Por sua vez, confinar o 5 de Outubro (de que mal se acabou de se celebrar o Centenário, com certo impacto cultural e social) à formação da República jacobina e à “preparação do Salazarismo”, como faz Vasco Pulido Valente, é entrar por uma via simplista e finalista da história… 

…a história tem de ser entendida na sua complexidade e no seu momento. O grito republicano, como o grito liberal de 1820 e como o grito democrático de 25 de Abril de 1974, foi, sobretudo, um momento de idealismo, afirmado em muitos aspectos da vida portuguesa…. 

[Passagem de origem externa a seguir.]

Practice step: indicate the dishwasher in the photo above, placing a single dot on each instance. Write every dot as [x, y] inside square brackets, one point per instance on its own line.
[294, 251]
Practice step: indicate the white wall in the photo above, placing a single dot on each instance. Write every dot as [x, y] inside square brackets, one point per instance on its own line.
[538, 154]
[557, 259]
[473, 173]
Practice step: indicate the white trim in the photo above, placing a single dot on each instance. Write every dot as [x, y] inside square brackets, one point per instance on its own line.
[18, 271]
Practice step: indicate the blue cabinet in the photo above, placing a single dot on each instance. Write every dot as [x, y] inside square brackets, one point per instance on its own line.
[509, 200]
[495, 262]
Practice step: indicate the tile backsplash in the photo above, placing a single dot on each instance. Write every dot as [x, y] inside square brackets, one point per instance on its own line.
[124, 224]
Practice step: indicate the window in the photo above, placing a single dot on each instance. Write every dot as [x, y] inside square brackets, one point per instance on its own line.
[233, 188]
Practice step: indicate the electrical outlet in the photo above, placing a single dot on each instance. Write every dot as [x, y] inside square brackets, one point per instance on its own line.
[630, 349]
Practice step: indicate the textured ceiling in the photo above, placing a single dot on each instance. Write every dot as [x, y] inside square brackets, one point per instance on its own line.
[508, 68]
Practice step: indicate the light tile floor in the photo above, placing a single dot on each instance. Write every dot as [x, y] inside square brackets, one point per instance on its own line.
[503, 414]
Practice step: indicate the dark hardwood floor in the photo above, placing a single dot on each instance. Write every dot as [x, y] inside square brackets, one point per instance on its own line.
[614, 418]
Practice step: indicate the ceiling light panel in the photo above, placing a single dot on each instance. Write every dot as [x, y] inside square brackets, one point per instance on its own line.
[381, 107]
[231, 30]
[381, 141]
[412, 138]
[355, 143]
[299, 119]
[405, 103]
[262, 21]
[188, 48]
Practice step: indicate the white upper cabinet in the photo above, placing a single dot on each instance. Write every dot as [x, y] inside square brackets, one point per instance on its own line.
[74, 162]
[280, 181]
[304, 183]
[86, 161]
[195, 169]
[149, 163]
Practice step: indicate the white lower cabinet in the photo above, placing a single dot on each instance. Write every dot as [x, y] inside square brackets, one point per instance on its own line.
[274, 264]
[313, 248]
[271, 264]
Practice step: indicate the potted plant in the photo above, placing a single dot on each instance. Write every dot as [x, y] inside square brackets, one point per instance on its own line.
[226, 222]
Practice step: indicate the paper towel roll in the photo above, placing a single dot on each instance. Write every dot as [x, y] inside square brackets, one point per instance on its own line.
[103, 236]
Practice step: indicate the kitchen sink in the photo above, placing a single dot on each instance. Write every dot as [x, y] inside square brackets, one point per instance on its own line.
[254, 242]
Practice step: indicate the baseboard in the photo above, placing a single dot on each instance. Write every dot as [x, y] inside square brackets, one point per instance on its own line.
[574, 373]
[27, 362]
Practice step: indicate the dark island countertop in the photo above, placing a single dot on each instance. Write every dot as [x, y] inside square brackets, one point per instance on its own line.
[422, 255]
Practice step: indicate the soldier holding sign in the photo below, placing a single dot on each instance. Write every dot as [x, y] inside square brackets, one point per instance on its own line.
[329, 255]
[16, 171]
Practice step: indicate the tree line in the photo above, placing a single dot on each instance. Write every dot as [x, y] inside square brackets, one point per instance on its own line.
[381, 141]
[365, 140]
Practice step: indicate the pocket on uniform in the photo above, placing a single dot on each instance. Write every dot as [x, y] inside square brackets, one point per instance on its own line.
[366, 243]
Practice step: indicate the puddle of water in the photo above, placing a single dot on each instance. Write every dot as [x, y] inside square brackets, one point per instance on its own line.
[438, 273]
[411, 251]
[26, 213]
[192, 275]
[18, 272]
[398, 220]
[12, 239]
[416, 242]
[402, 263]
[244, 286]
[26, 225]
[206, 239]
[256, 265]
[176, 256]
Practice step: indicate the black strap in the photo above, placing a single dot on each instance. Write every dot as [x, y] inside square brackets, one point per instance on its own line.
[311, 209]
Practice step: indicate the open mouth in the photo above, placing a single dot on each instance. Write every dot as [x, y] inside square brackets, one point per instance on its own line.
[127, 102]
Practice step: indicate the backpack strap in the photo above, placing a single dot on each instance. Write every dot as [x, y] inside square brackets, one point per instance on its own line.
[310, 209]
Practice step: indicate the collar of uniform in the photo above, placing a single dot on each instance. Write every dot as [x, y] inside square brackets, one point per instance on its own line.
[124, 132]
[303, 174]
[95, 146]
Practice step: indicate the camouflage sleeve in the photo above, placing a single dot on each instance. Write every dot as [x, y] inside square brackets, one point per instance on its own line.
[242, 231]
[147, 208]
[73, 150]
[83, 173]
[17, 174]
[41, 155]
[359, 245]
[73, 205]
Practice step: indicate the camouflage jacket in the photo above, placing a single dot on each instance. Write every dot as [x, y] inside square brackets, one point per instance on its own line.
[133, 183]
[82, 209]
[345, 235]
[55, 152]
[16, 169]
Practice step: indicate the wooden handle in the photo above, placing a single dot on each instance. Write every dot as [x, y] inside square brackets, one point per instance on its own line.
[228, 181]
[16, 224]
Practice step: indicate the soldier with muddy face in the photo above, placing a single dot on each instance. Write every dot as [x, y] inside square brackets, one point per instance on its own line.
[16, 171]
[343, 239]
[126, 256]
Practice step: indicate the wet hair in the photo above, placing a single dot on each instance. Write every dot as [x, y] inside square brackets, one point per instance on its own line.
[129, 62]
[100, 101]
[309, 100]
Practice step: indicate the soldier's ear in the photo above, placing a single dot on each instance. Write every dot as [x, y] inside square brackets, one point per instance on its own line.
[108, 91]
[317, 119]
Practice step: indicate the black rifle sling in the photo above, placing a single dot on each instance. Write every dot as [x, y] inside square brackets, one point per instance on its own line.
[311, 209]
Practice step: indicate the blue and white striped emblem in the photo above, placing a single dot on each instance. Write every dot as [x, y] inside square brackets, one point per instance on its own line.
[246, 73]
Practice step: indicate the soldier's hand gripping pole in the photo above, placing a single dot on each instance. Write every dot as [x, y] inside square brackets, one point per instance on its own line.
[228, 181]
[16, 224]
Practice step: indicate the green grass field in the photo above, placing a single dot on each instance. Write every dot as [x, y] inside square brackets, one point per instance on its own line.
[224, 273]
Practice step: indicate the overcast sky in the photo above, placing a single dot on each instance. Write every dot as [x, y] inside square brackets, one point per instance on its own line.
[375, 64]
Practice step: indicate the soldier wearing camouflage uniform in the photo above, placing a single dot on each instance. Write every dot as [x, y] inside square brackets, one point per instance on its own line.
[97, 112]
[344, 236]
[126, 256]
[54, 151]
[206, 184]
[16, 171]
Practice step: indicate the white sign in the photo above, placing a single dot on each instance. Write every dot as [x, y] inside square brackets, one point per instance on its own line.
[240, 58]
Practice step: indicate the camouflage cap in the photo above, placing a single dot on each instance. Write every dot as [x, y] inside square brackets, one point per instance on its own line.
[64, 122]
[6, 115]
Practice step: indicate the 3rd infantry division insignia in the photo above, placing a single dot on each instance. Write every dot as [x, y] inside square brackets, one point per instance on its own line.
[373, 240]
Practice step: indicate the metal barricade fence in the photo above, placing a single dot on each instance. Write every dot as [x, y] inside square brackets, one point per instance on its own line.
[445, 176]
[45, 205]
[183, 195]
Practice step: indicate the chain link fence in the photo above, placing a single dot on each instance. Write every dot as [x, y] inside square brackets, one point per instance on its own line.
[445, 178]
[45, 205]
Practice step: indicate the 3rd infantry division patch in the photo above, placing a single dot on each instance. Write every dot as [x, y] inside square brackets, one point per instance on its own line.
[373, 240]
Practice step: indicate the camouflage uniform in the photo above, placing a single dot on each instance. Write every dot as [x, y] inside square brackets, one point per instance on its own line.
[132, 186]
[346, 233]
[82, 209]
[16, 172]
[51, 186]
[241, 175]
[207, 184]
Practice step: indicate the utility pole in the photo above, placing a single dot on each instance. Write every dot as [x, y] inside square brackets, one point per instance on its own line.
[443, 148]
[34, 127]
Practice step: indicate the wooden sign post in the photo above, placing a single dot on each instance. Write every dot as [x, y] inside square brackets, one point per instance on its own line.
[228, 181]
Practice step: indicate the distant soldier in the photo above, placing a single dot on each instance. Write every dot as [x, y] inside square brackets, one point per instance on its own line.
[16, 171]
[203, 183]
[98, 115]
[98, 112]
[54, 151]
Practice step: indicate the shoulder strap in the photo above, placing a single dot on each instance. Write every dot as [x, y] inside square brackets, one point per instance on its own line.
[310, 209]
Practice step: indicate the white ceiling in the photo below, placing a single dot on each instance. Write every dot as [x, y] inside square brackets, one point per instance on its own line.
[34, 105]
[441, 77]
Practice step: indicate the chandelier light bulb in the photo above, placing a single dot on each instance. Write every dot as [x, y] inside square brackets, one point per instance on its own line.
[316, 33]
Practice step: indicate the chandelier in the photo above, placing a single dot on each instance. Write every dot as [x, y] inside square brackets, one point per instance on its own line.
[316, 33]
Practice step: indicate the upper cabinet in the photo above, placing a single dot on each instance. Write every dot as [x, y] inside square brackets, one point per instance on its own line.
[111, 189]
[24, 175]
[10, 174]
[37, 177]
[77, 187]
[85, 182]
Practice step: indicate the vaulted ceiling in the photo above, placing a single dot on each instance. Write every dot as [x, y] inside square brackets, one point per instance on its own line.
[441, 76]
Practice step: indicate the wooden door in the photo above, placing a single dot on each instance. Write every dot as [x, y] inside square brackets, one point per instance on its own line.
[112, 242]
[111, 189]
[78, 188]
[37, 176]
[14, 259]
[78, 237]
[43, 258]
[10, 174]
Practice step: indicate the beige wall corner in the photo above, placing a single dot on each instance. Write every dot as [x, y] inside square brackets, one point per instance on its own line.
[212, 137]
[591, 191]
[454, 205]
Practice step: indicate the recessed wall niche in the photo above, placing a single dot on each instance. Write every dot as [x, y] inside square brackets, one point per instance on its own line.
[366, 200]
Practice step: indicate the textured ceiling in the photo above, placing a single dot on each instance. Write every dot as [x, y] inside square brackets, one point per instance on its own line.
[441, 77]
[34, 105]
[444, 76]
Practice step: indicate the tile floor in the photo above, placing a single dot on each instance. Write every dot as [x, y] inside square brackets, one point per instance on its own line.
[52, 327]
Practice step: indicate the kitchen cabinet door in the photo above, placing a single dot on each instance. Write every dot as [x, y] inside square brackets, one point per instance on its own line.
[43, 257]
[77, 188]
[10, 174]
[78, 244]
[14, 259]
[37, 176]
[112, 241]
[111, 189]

… a crise da Democracia a que assistimos é culpa da Democracia ou dos falsos democratas, dos carreiristas, dos “políticos profissionais” sem ideal e sem pátria?... 

…o certo é que terminar com feriados significativos, em nome da economia e da produtividade, é entrar pela mais lamentável das argumentações. Do mesmo tipo que tem justificado a crise da classe média, o desemprego e a profunda crise social em nome da solvência da dívida soberana a todo o custo ou que, noutro sentido, justifica pagamentos milionários de certos gestores… 

…constatamos que é um país doente aquele em que vivemos. A prova dessa enfermidade – que é sobretudo cultural – é que alegadamente se quer salvar a economia matando a História, esquecendo, por exemplo, que países produtivos, como a Finlândia ou o Japão, têm maior número de feriados do que Portugal. E por certo não ousariam extingui-los em nome da economia.